Less than two weeks after the plaintiff’s writ of execution was levied Calvin M. Dressel returned to Colorado and made a series of powers of attorney, and his attorney-in-fact at once signed over the cer-' tificates of title of the vehicles upon which defendants claimed their liens to Elmo D. Dressel. Truck Acceptance Corporation thereupon released its lien upon the two truck tractors, and Consolidated Credit Corporation released its lien upon the two trailers. Elmo Dressel sent drivers to Arizona who returned to Colorado with two truck tractors and trailers bearing license plates and tabs issued to totally different vehicles from those upon which defendants claimed their liens. The evidence does not show where they were picked up in Arizona or which truck tractors and trailers they were. Both Elmo Dressel and Carletti admit that their serial numbers were never checked against those shown upon the lien instruments.

After levy of his writ of execution plaintiff later checked with the Motor Vehicle Division of the State of Colorado concerning the two truck tractors upon which Colorado Kenworth Company claimed its lien and was advised that they had no record of the vehicles or of the lien. Plaintiff also checked the records of the Logan County Clerk’s Office with competent assistance and found no record of the lien claimed by Consolidated Credit Corporation.

The trial court held as a fact that, “The vehicles levied upon under said writ of execution were not the vehicles upon which defendants claimed liens.”

With this finding the defendants take exception. After a careful reading of the transcript we are inclined to agree with the court below.

The defendants had the burden of proof in the court below. (A.R.S. § 12-1338.)

If there was any substantial evidence to support the trial court’s finding that the vehicles levied upon were not the vehicles upon which defendants claimed liens, this court will affirm. This court will view the evidence and the lawful inferences to he drawn from the evidence in the light most favorable to supporting the findings of the *572trial judge, Smith v. Connor, 87 Ariz. 6, 347 P.2d 568 (1959); Almada v. Ruelas, 96 Ariz. 155, 393 P.2d 254 (1964).

We are of the opinion the evidence permits the finding of the trial judge that the defendants did not bear their burden in proving that the vehicles levied upon were the same as those that the defendants had liens upon.

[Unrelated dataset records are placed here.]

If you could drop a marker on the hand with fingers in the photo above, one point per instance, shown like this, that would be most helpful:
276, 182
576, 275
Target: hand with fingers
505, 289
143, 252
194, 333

Defendants have cited authority that the lack of a serial number is not fatal, 47 Am.Jur. Sales § 861, where there is other substantial evidence of a descriptive nature, i.e., 1. A motor vehicle, 2. A truck, 3. Make of vehicle, 4. Size or capacity-inference that mortgagor had but one such truck. Hicks v. Walker Brothers Co., 31 Ga.App. 395, 120 S.E. 694 (1923); Peek v. Wachovia Bank & Trust Co., 242 N.C. 1, 86 S.E.2d 745 (1955). With this, we agree. The identity must be determined by examination of all the evidence.

It is noted in the case at bar the serial numbers of the vehicles could not be tied to them through the license plates since those plates had been issued for entirely different vehicles. The identification numbers of the vehicles levied upon were never compared or checked against those upon the lien instruments—nor were those of the vehicles the drivers returned with from-Arizona.

There was considerable evidence presented upon which the lower court could have based a decision in favor of the defendants, but, in view of what we have herein stated, there seems no necessity to burden this opinion with a recital of such testimony:

“Our duty, on appeal, begins and ends with the inquiry whether the trial court had before it evidence upon which an unprejudiced mind might reasonably have reached the same conclusion which was reached.” Murillo v. Hernandez, 79 Ariz. 1, 281 P.2d 786 (1955), Almada v. Ruelas, supra.

In view of our disposition of this issue it is obvious that it is not necessary to discuss defendants’ other contentions. They are all based on the premise that the vehicles levied upon were the same as those upon which defendant claimed liens.

Affirmed.

CAMERON, C. J., and STEVENS, J., concur.

NOTE: Judge FRANCIS J. DONOFRIO having requested that he be relieved from consideration of this matter Judge PORTER MURRY was called to sit in his stead and participate in the determination of this decision.